Pour Alain Soral, cette attaque était insupportable, sa situation étant devenu précaire. Par son style, ses outrances et ses attaques volontiers ad nominem ou allant même jusqu’à la promotion à peine voilée de l’idéologie nationale-socialiste, Alain Soral a forcément fini par avoir maille à partir avec les institutions bourgeoises et même avec YouTube. Ce qui a bien entendu encore plus alimenté sa propre paranoïa complotiste le poussant toujours davantage vers des outrances de plus en plus difficile à assumer pour certains de ses soutiens ou son public.

Alain Soral

Sans parler des prises de position littéralement délirantes comme son soutien à la Corée du Nord, son appel à Poutine pour envahir la France et son offre de collaborer avec une éventuelle occupation russe, en assumant d’ailleurs explicitement et avec un air manifestement amusé de sa provocation, toute la charge du terme renvoyant à Vichy sinon même à ce que fut le milieu de la Collaboration en tant que tel à Paris.

Après avoir pu capitaliser sur son succès internet, et réussi à organiser un public, en grande partie aussi grâce au soutien de l’humoriste décadent Dieudonné et en comptant aussi sur l’appui d’un certain nombre de groupuscules et de réseaux de l’extrême-droite, gravitant autour du Front National, de la mouvance catholique traditionaliste ou nationale-révolutionnaire, les énergies qu’il a pu capter sont en réalité en train de s’épuiser.

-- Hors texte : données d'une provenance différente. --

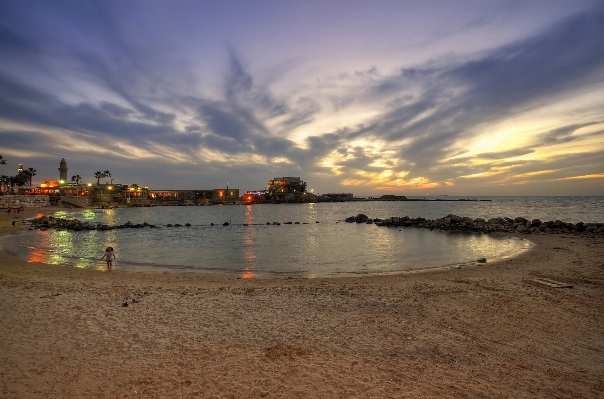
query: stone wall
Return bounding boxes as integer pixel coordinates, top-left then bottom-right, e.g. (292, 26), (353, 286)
(0, 195), (50, 208)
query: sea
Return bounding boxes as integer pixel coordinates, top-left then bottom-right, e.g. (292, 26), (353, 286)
(0, 196), (604, 278)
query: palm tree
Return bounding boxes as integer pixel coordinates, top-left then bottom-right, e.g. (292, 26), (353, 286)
(94, 170), (105, 186)
(71, 175), (82, 196)
(0, 175), (9, 191)
(26, 168), (37, 186)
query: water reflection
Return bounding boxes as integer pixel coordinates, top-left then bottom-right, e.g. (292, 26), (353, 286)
(15, 204), (522, 278)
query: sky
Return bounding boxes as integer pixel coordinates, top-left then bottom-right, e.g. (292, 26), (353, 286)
(0, 0), (604, 196)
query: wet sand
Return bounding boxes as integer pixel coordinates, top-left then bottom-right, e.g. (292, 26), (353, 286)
(0, 211), (604, 398)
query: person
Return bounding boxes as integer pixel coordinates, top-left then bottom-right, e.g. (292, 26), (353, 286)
(101, 247), (115, 271)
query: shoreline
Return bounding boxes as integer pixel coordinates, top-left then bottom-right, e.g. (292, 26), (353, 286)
(0, 230), (604, 398)
(0, 224), (534, 279)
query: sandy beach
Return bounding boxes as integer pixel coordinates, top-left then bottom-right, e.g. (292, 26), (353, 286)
(0, 209), (604, 398)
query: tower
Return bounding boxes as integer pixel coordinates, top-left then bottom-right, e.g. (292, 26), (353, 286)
(59, 158), (67, 184)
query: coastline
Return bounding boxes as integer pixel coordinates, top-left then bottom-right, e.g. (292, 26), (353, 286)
(0, 228), (604, 398)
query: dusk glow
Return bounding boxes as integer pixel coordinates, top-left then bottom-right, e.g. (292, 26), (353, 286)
(0, 0), (604, 196)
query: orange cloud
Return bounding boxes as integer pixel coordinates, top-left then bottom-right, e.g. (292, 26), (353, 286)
(555, 173), (604, 180)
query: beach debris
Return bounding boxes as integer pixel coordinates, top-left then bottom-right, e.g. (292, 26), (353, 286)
(40, 292), (61, 298)
(524, 277), (573, 288)
(122, 291), (148, 307)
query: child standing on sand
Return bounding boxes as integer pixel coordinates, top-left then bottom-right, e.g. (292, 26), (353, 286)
(101, 247), (115, 271)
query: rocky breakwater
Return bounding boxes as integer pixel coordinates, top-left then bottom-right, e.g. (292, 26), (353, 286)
(345, 214), (604, 237)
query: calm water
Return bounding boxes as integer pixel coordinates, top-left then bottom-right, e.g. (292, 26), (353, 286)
(0, 197), (604, 277)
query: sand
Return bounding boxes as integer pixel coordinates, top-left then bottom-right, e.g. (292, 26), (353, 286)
(0, 209), (604, 398)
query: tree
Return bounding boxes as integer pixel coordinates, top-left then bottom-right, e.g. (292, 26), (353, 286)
(94, 170), (105, 186)
(0, 175), (10, 191)
(8, 170), (30, 186)
(71, 175), (82, 196)
(25, 168), (37, 186)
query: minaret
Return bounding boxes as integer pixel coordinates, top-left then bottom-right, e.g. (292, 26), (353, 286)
(59, 158), (67, 183)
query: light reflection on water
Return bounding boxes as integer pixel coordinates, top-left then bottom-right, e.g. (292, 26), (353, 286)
(9, 197), (604, 278)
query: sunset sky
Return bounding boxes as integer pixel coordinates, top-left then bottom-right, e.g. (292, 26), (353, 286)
(0, 0), (604, 196)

Toutes ses tentatives politiques ont abouti à des échecs cuisants et son ego vaniteux agressif et vulgaire ne lui a pas permis de densifier et de maintenir quelque chose qui pourrait s’apparenter à un parti. Le Raptor dissident entend en quelque sorte clouer le cercueil politique.

Alain Soral et Dieudonné

Évidemment, le doute existe encore comme quoi c’est une mise en scène, une division du marché, les deux tapant dans des créneaux différents, Dieudonné connaissant les deux et se proposant par ailleurs comme entremetteurs.

Cependant, le style en dit long. On est ici dans le tribalisme, l’absence d’ordre dans l’esprit, de mesure dans l’analyse, de valeurs bien circonscrites intellectuellement, de clarté dans l’expression. On est dans la manipulation émotionnelle, dans le racolage le plus éhonté, la quête du buzz.

Que l’extrême-droite témoigne ici qu’elle n’a rien à voir avec les apports de la France à la civilisation humaine, qu’elle corresponde en tous points au style décadent du capitalisme moderne… est plein de leçons.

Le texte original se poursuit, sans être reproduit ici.